Auction News: It’s lights, camera, action as Antiques Road Trip rolls into Cirencester

Famous faces and a TV crew called on a Cotswolds auction house last week, as the Antiques Road Trip made a stop at the salerooms of Moore Allen & Innocent.

The TV crew was filming for an episode of the long-running series, in which celebrities pair off with an antiques expert to find bargains they can sell at auction for a profit.

On Friday, the contest featured poet and Cotswolds resident Pam Ayres who took on her long-suffering ‘radio husband’ Geoffrey Whitehead. The two have been appearing together on the Radio 4 sitcom Potting On for nearly a decade.

They were accompanied by antiques experts Kate Bliss and James Braxton, while the bargains they bought at antiques fairs and arcades were auctioned by Moore Allen’s Philip Allwood, another familiar face to fans of TV antique shows.

“Had a brilliant time making this programme today,” Pam later told her 41,000 Twitter followers. “Such a good gang. Only snag was getting up at 04.15 am. Amazing that I look so dewy-fresh.”

The road trip is broadcast over five consecutive days – Monday to Friday. On Day 1 each contestant is given £200 with which to buy antiques. Each day, the profit is spent on more antiques. The contestant with the biggest surplus at the end of Day Five is declared the winner.

Among Pam’s lots was a stuffed bear, believed to be by the Australian toy maker Fideston, some time between 1917 and 1942. It was similar to a Fideston bear sold by Moore Allen for £200 several years ago. Pam’s though was more well-loved, with wear and tear to the paw pads. It carried an estimate of £100 to £150.

Geoffrey’s hopes lay in a vintage fan-shaped Baccarat Guerlain Shalimar perfume bottle, which his antiques expert partner Kate Bliss hoped might make £30 to £50.

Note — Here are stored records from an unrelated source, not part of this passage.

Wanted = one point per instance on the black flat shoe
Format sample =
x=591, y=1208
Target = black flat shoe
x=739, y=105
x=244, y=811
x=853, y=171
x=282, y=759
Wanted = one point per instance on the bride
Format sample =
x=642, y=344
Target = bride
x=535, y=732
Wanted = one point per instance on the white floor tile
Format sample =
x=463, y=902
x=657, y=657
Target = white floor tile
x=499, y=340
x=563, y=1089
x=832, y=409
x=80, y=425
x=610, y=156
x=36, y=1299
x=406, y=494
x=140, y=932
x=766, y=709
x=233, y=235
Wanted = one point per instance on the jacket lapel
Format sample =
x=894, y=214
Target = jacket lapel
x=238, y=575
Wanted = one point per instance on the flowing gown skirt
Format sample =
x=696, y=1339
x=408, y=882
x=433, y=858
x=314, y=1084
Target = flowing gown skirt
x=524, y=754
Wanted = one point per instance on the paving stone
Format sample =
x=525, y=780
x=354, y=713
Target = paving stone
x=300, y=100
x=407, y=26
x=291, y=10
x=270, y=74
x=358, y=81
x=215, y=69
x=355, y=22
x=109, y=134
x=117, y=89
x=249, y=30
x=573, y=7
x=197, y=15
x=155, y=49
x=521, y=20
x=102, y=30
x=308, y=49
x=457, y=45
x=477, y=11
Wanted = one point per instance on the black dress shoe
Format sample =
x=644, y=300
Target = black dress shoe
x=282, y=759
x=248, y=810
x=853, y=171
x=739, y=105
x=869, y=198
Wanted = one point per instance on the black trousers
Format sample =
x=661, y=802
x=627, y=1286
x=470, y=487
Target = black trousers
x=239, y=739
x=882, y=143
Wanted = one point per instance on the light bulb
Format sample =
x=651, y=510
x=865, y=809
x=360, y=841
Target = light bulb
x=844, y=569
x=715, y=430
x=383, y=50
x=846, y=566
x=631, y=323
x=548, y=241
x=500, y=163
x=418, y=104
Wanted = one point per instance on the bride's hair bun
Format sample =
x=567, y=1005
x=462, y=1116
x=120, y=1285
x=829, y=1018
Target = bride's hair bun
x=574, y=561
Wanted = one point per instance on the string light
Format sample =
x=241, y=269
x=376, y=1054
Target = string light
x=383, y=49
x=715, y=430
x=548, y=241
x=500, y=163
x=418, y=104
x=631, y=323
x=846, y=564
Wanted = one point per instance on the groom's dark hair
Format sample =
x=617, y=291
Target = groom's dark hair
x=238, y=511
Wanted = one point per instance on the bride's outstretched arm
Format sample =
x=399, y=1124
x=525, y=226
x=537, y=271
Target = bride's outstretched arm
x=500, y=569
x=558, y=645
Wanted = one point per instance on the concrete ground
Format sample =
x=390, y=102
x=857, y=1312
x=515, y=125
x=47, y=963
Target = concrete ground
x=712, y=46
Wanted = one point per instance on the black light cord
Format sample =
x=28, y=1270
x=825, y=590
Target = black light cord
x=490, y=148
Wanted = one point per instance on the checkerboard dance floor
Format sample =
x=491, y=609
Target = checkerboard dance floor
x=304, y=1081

Fans will have to wait until the autumn to see how the pair got on.

Elsewhere in the auction, there were some good results in the auction’s furniture section, where the third-from-last lot made the top price of the day. A Regency mahogany framed two seat salon sofa, the frame with reeded decoration had been expected to achieve between £150 and £250, but the hammer fell at £950.

The penultimate lot, a 19th Century mahogany fold-over card table, also performed well, selling for £680 against a £150 to £200 estimate.

In the jewellery section, an 18 carat gold mounted solitaire diamond pendant sold for £750, while in the garden section a pair of composite stone urns on pedestals with egg and dart decorated rim sold for £700 – comfortably within the £500 to £800 estimate.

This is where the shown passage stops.